The race committee is set to make a call tomorrow at the start as to whether or not they will shorten course. They have two additional options, one removing the Giraglia rock from the course, the other removing Formiche di Grosseto.

However, among the maxi yachts star of the show will certainly be Flying Nikka, the 60ft AC75-style foiling monohull of Roberto Lacorte, who is also the 151 Miglia's founder and its sponsor, promoting one of his pharmaceutical company's products – Cetilar.

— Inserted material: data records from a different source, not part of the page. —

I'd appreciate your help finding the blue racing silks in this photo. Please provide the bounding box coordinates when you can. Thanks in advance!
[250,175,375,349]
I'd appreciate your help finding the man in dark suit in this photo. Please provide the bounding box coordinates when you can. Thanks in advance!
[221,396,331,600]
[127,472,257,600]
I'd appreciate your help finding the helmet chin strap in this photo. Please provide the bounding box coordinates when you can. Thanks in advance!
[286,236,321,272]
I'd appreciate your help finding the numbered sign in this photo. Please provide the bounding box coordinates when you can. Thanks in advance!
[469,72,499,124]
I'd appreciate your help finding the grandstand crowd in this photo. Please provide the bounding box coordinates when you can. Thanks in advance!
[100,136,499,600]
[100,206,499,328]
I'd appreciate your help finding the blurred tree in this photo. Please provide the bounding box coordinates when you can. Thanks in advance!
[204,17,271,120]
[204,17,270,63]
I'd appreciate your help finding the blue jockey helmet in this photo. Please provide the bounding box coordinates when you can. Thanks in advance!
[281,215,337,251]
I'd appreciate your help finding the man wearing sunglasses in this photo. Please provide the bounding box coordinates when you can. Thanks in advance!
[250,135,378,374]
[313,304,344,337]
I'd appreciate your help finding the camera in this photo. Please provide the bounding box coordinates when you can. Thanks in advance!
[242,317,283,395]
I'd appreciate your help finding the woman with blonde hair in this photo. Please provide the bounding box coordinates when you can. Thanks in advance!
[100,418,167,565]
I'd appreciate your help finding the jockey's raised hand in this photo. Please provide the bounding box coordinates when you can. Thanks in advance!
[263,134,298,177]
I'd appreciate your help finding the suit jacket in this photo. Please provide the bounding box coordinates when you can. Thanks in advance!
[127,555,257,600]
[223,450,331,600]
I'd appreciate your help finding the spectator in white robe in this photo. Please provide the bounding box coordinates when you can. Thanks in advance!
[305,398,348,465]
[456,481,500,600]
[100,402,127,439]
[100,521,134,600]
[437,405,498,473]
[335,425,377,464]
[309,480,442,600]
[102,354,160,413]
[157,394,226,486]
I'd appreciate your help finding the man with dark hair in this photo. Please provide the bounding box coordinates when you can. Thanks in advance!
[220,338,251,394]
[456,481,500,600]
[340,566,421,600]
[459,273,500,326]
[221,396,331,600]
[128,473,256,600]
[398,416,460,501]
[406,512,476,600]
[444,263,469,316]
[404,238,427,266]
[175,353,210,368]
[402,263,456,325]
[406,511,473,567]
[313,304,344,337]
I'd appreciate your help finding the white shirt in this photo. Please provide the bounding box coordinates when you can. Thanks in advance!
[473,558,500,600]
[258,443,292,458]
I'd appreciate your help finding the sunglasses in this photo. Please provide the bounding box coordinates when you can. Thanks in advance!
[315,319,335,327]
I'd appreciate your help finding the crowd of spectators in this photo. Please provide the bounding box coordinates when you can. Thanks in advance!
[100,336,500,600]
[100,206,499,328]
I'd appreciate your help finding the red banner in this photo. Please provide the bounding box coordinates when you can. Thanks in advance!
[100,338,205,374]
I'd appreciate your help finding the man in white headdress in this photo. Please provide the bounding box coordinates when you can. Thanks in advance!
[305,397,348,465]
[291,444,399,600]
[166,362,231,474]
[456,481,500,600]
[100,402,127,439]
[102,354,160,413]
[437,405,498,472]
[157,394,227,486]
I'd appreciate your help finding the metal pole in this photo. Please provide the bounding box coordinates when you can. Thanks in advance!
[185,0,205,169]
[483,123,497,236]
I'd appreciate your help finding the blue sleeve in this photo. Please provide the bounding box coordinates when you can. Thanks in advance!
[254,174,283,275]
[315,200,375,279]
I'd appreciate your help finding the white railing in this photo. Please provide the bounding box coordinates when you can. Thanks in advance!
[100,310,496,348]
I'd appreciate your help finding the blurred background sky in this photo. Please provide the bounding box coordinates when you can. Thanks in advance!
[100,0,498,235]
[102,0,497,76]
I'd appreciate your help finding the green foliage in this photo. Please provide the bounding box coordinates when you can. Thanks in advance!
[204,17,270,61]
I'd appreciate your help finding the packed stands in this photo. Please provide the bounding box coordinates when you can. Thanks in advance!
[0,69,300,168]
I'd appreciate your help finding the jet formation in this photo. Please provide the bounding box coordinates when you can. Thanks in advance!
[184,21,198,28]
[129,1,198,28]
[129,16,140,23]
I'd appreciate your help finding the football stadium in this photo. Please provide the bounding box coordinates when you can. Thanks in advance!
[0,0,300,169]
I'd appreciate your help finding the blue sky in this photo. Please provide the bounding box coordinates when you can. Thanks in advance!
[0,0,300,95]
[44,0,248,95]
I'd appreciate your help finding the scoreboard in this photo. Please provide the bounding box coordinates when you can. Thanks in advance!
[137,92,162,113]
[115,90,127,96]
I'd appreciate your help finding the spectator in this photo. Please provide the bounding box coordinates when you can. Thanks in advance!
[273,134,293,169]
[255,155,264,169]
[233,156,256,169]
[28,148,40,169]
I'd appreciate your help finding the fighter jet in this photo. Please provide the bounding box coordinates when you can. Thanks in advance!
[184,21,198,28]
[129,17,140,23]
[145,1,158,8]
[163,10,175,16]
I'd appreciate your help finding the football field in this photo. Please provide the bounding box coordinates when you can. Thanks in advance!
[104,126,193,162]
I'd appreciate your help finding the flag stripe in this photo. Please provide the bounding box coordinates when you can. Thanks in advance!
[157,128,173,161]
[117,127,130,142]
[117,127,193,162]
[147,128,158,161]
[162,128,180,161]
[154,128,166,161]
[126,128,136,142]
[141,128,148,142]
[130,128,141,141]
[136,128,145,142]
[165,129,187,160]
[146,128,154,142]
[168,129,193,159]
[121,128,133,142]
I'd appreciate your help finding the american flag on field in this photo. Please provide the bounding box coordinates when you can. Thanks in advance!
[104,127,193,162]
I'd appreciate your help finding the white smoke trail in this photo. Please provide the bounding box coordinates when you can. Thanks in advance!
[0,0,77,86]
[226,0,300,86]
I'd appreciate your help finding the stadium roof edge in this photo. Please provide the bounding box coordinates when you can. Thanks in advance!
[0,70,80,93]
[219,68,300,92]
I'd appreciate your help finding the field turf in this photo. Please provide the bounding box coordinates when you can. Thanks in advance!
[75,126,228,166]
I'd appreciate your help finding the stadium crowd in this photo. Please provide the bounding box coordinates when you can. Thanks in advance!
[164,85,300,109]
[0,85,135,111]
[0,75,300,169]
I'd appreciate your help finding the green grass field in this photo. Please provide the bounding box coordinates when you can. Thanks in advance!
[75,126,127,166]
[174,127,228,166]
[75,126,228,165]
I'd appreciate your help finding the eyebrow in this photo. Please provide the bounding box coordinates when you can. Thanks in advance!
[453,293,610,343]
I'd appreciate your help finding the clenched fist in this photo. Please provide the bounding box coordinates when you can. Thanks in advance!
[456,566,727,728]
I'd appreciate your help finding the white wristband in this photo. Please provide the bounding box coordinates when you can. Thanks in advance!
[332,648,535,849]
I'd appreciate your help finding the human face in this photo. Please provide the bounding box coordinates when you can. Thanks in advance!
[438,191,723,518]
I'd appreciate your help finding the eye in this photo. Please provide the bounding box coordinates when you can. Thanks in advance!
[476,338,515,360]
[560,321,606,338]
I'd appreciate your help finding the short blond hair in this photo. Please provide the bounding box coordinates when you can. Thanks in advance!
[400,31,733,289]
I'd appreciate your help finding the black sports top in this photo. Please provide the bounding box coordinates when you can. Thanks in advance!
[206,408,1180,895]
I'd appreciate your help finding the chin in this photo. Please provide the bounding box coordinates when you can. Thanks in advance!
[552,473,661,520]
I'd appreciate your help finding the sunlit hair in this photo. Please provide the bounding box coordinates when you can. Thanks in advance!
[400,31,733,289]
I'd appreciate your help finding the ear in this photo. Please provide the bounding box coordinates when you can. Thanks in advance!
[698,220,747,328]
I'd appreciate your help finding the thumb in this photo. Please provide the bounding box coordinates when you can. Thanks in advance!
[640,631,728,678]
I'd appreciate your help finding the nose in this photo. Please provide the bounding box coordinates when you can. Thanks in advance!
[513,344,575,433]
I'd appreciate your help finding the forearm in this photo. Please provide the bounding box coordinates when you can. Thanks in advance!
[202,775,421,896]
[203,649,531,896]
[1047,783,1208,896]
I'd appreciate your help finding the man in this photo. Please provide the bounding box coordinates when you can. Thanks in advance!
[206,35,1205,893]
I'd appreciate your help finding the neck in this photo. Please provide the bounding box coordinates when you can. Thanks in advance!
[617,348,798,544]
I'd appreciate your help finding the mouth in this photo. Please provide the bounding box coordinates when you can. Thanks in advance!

Wearing his race organiser hat Lacorte says: "For another year we have exceeded 200 boats, confirming that the 151 Miglia-Trofeo Cetilar has become a race in which all offshore sailors want to compete. We are very happy because a huge amount of work takes place over the course of a year to make this happen, so it's always a pleasure to reap the rewards of this commitment. Unfortunately this year the weather will be unknown - there's the risk of having very little wind, but it's part of the game and it's an aspect we can't control, so we have to accept it. In any case, it will be a 151 Miglia full of emotions...."

Sadly the conditions are unlikely to be optimal for Flying Nikka to show off her foiling potential despite work carried out over the winter to her sails, including a new concept of mainsail, increasing its power, and modifications to her rudder elevator shape. The culmination of this has dropped the wind strength required to see her take-off from 11 knots to nine.